The Sentinel Initiative mandated by the Food and Drug Administration will lead to an enormous number of studies being planned post-market that will require analyzing and combining data from several different studies. The proposed project will address this challenge through developing new and flexible methods for meta-analysis using a variety of models, including models for binary and discrete data, models for longitudinal data, and models for time-to-event data. A related issue that will also be addressed is design, sample size, and power considerations using these types of meta-analytic models. Such models and data collected post-market can be quite useful in designing future clinical studies such as non-inferiority, equivalence, and superiority cancer clinical trials.
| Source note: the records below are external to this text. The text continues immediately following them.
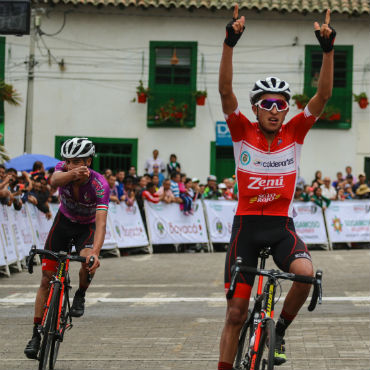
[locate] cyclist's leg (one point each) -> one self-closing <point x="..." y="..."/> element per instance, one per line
<point x="237" y="307"/>
<point x="291" y="255"/>
<point x="83" y="241"/>
<point x="55" y="241"/>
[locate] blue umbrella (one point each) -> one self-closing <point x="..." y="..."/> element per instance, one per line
<point x="25" y="162"/>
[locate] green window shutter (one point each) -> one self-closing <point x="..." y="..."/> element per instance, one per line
<point x="2" y="78"/>
<point x="338" y="111"/>
<point x="171" y="102"/>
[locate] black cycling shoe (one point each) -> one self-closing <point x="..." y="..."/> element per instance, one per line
<point x="33" y="346"/>
<point x="279" y="355"/>
<point x="78" y="306"/>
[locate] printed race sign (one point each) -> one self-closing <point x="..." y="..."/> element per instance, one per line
<point x="348" y="221"/>
<point x="168" y="225"/>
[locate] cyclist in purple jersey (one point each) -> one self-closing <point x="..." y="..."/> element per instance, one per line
<point x="81" y="220"/>
<point x="93" y="196"/>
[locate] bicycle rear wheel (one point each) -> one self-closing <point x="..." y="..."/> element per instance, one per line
<point x="49" y="327"/>
<point x="58" y="337"/>
<point x="242" y="357"/>
<point x="266" y="347"/>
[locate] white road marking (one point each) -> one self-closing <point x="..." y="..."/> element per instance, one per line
<point x="15" y="299"/>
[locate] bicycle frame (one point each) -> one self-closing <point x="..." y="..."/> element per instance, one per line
<point x="59" y="278"/>
<point x="259" y="313"/>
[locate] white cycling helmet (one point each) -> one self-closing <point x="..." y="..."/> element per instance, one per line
<point x="78" y="147"/>
<point x="272" y="85"/>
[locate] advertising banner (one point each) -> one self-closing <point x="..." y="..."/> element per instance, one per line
<point x="40" y="224"/>
<point x="220" y="215"/>
<point x="309" y="223"/>
<point x="127" y="225"/>
<point x="168" y="225"/>
<point x="348" y="221"/>
<point x="7" y="237"/>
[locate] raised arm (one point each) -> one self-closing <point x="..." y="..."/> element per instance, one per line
<point x="234" y="30"/>
<point x="326" y="36"/>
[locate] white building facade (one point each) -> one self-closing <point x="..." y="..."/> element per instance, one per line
<point x="86" y="77"/>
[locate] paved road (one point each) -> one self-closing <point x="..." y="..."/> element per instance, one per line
<point x="166" y="311"/>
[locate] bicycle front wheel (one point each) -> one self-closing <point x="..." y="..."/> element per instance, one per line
<point x="58" y="337"/>
<point x="242" y="359"/>
<point x="49" y="327"/>
<point x="266" y="347"/>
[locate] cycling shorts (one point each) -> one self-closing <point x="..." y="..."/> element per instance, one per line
<point x="65" y="233"/>
<point x="250" y="234"/>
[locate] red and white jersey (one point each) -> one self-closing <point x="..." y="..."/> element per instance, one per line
<point x="266" y="174"/>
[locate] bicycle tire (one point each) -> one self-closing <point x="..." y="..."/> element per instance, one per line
<point x="243" y="344"/>
<point x="266" y="347"/>
<point x="54" y="350"/>
<point x="49" y="327"/>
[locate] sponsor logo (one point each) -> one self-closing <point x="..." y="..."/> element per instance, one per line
<point x="307" y="209"/>
<point x="264" y="198"/>
<point x="363" y="208"/>
<point x="260" y="183"/>
<point x="118" y="231"/>
<point x="274" y="164"/>
<point x="337" y="224"/>
<point x="245" y="158"/>
<point x="160" y="228"/>
<point x="302" y="255"/>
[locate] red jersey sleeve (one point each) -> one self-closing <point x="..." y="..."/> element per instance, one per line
<point x="238" y="124"/>
<point x="300" y="124"/>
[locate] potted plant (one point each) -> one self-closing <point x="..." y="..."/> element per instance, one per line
<point x="171" y="113"/>
<point x="331" y="113"/>
<point x="9" y="94"/>
<point x="361" y="99"/>
<point x="301" y="100"/>
<point x="200" y="96"/>
<point x="142" y="93"/>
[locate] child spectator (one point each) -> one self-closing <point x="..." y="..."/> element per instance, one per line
<point x="328" y="190"/>
<point x="156" y="172"/>
<point x="173" y="165"/>
<point x="175" y="179"/>
<point x="150" y="195"/>
<point x="165" y="192"/>
<point x="211" y="191"/>
<point x="225" y="192"/>
<point x="317" y="181"/>
<point x="113" y="192"/>
<point x="120" y="177"/>
<point x="187" y="197"/>
<point x="338" y="181"/>
<point x="318" y="199"/>
<point x="155" y="181"/>
<point x="129" y="192"/>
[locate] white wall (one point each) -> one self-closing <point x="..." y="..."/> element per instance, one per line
<point x="102" y="50"/>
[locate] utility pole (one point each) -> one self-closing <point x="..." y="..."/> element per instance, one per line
<point x="27" y="148"/>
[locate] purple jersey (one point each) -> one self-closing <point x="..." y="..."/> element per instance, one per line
<point x="93" y="196"/>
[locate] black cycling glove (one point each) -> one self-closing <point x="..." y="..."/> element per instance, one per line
<point x="327" y="44"/>
<point x="231" y="37"/>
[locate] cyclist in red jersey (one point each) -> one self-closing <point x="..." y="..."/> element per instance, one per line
<point x="267" y="159"/>
<point x="81" y="219"/>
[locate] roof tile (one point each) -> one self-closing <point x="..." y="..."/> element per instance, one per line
<point x="302" y="6"/>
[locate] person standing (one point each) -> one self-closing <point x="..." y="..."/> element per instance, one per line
<point x="265" y="205"/>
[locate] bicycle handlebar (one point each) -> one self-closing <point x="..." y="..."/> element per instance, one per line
<point x="277" y="274"/>
<point x="58" y="256"/>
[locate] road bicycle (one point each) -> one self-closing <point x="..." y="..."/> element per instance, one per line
<point x="57" y="318"/>
<point x="256" y="344"/>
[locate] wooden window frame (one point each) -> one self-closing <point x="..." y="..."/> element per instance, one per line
<point x="161" y="93"/>
<point x="345" y="122"/>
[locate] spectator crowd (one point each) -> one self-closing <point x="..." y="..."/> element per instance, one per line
<point x="168" y="183"/>
<point x="323" y="190"/>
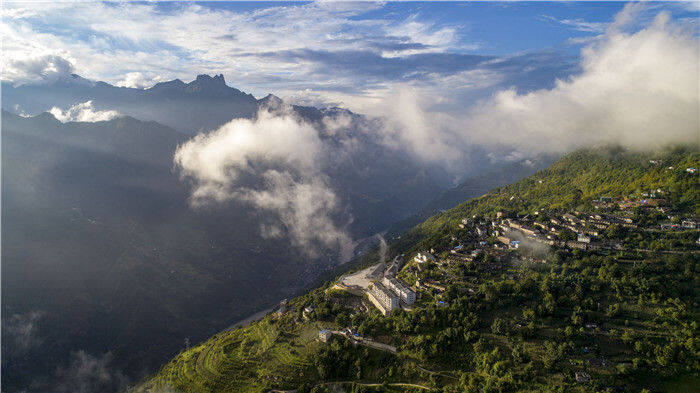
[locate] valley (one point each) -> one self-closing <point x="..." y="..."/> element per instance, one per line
<point x="541" y="313"/>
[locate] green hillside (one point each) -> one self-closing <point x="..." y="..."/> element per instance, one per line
<point x="619" y="317"/>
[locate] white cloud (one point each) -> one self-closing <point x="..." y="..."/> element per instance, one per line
<point x="639" y="89"/>
<point x="109" y="40"/>
<point x="138" y="80"/>
<point x="83" y="112"/>
<point x="286" y="154"/>
<point x="37" y="68"/>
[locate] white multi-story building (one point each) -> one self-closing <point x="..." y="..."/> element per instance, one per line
<point x="423" y="257"/>
<point x="385" y="300"/>
<point x="405" y="293"/>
The proposed project will also develop methods for metaanalytic studies of diagnostic tests to facilitate evidence-based medicine. We will also create flexible and robust methodology for accurately comparing rare adverse event rates in cancer for different drugs and for determining how those rates are affected by important prognostic factors. The proposed project will also explore statistical methods for the analysis of large cancer data sets for calibrating treatment dose in the presence of potentially conflicting factors, such as length and quality of life and economic costs. We will explore these tradeoffs rigorously, using a utility based approach traditionally employed in the analysis of health policy at the population level. The proposed statistical methodology will be broadly applicable to complex, large scale, data sets arising in phase III clinical trials and post-marketing studies.

Public Health Relevance

The proposed statistical methodology will be broadly applicable to the statistical analysis and interpretation of complex, large scale, data sets arising in phase III clinical trials and post-marketing studies. The research will improve public health be facilitating discovery of important benefits and risks of cancer treatment.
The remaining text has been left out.